Barretts is nothing to sneeze at!! :sad: I would be back on a PPI quicker than Jack Sprat with that diagnosis!!

Actually when looking back, the main reason that PPI's were being prescribed in my case was my terrible continuous coughing, --- and the reasoning that sometimes that kind of coughing can be caused by small amounts of gastric secretion retro-grading back up into the phaynx, sometimes so subtlely as to not be noticed as such.

Turned out eventually that everyone believed that what I had was probably whooping cough. That had been around in our area in AZ, and was diagnosed in some of the folks there. I of course had gone home to MN with this, so not easily suspected here until it subsided (5 month later).
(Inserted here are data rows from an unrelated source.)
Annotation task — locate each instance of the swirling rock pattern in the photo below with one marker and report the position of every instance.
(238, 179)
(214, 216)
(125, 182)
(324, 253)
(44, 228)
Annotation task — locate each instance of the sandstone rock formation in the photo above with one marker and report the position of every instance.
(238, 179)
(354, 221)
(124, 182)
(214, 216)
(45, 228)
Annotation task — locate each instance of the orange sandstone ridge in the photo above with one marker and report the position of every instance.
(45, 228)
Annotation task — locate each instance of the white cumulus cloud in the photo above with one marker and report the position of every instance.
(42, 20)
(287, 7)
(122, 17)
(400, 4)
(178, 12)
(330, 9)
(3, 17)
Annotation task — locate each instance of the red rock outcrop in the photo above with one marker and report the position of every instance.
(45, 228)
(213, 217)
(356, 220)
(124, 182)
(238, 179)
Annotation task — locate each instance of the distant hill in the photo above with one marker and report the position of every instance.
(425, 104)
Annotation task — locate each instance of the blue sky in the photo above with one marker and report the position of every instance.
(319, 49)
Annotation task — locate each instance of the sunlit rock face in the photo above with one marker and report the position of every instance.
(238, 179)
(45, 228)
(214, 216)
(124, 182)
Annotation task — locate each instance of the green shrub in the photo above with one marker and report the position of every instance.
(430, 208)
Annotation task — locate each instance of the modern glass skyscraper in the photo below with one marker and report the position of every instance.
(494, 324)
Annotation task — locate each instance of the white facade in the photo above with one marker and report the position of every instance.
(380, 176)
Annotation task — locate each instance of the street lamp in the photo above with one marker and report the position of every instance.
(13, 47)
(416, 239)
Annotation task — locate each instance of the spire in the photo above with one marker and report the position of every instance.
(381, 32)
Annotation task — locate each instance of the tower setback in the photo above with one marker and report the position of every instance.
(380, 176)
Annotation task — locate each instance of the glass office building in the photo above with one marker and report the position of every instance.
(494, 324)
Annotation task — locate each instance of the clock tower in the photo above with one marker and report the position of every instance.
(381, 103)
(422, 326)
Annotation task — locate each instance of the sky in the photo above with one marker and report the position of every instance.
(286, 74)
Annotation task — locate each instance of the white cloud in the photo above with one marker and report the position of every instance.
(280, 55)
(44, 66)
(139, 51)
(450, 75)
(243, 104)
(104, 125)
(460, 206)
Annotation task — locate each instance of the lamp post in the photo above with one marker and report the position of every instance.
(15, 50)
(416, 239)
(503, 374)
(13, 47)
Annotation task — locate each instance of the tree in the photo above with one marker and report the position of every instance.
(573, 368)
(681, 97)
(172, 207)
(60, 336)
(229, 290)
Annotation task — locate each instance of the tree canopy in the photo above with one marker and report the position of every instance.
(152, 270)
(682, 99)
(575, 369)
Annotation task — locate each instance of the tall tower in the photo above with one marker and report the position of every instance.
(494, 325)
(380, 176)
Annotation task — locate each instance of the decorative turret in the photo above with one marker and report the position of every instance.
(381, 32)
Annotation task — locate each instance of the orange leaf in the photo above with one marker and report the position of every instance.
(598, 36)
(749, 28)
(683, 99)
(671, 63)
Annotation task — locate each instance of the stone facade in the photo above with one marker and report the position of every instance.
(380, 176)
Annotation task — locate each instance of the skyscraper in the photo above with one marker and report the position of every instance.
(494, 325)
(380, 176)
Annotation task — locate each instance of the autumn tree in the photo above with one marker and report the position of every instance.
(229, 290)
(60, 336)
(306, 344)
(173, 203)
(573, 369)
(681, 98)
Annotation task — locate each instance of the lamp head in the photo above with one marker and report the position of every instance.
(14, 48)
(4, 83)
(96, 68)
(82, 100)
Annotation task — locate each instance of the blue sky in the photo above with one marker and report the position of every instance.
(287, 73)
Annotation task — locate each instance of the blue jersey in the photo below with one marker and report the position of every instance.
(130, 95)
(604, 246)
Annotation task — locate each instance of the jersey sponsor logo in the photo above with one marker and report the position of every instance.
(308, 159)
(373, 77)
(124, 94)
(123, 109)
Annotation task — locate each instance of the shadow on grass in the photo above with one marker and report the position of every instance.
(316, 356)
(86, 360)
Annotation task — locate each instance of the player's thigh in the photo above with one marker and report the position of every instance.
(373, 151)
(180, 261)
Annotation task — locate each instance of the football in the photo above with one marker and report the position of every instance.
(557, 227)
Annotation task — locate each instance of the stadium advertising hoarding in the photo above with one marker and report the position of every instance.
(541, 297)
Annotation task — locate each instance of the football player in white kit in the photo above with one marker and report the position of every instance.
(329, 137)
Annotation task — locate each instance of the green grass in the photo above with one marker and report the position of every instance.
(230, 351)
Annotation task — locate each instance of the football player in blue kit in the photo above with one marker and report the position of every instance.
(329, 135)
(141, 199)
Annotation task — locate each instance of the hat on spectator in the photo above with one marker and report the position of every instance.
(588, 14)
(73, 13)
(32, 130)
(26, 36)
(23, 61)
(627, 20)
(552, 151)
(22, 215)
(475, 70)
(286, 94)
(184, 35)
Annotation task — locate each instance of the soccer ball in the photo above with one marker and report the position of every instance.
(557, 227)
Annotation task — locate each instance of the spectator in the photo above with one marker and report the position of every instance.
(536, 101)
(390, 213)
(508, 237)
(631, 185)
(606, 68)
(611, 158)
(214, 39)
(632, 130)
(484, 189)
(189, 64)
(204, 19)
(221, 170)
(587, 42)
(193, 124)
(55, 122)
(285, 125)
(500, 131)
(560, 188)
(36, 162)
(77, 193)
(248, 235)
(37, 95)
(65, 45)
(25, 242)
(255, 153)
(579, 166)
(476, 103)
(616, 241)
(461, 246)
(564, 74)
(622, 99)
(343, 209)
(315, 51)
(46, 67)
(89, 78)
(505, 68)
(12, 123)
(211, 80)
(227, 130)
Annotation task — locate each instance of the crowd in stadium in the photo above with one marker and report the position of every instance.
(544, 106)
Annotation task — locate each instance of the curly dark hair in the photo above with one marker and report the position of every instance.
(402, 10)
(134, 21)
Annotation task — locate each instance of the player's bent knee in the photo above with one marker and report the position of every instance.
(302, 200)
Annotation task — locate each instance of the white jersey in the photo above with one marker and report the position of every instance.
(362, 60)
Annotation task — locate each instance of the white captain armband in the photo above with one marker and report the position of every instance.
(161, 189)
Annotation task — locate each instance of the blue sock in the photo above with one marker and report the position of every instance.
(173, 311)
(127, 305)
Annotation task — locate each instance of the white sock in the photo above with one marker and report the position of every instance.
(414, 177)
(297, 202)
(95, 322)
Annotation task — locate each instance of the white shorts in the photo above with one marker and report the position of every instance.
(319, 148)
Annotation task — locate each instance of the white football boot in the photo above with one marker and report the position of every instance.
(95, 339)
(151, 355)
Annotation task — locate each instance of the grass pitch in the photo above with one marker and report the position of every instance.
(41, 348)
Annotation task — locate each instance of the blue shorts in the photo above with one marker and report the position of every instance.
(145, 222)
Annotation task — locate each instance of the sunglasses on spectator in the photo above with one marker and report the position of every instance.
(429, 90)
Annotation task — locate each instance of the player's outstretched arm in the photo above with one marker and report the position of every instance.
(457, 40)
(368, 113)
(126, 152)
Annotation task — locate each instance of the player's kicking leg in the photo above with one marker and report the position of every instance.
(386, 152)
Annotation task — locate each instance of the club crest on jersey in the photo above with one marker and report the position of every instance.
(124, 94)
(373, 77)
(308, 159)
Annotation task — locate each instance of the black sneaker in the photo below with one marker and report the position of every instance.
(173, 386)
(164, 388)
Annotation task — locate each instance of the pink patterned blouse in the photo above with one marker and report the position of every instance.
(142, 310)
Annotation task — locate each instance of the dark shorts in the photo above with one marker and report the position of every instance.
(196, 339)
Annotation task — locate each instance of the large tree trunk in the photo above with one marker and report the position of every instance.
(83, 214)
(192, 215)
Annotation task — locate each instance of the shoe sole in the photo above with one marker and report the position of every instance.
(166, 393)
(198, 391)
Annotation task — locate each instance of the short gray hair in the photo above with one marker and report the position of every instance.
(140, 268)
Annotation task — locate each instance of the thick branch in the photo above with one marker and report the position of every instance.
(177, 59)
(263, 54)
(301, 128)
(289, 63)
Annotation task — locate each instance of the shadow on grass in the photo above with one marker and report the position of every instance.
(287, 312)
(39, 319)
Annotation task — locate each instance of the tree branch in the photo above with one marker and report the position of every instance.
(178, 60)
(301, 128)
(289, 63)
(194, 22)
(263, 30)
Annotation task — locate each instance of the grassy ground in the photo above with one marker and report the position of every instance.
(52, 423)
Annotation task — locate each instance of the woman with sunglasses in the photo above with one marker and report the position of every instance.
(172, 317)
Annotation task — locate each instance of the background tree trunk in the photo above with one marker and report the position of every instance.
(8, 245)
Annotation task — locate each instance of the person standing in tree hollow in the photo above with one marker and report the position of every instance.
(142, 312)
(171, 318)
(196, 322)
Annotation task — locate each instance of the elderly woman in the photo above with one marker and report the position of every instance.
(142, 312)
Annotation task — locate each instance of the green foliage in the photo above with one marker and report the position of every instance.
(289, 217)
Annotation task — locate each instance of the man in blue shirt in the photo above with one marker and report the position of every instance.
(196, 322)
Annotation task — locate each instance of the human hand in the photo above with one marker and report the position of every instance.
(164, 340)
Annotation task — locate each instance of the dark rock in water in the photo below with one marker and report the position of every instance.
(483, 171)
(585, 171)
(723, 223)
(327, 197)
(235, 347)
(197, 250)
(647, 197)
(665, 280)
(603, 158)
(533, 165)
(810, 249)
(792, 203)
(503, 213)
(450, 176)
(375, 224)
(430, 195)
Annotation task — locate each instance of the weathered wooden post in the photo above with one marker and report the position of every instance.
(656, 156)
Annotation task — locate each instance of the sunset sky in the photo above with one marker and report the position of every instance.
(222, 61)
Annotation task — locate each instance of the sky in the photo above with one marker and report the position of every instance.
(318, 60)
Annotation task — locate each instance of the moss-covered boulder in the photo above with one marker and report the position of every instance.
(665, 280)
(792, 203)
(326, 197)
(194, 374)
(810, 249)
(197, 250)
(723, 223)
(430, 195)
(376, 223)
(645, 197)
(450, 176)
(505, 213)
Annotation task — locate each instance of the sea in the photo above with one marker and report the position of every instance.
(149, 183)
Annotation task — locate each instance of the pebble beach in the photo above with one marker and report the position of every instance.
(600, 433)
Try to imagine having the frequency and urgency of CC (which was not diagnosed at that time) with the continual harsh coughing of whooping cough!! Some days it didn't seem life was worth living. :roll:

For some time the pertussis component had been eliminated fom the DPT shots. I hadn't had that component of immunization for many years. Now, public health concerns have lead to the Pertussis component being included again, as infected adults such as myself were leading to an increased number of whooping cough cases in children. If you have ever seen the terror of a small child, with their small airways, with whooping cough, you know how serious that disease can be. It can be deadly in the small child.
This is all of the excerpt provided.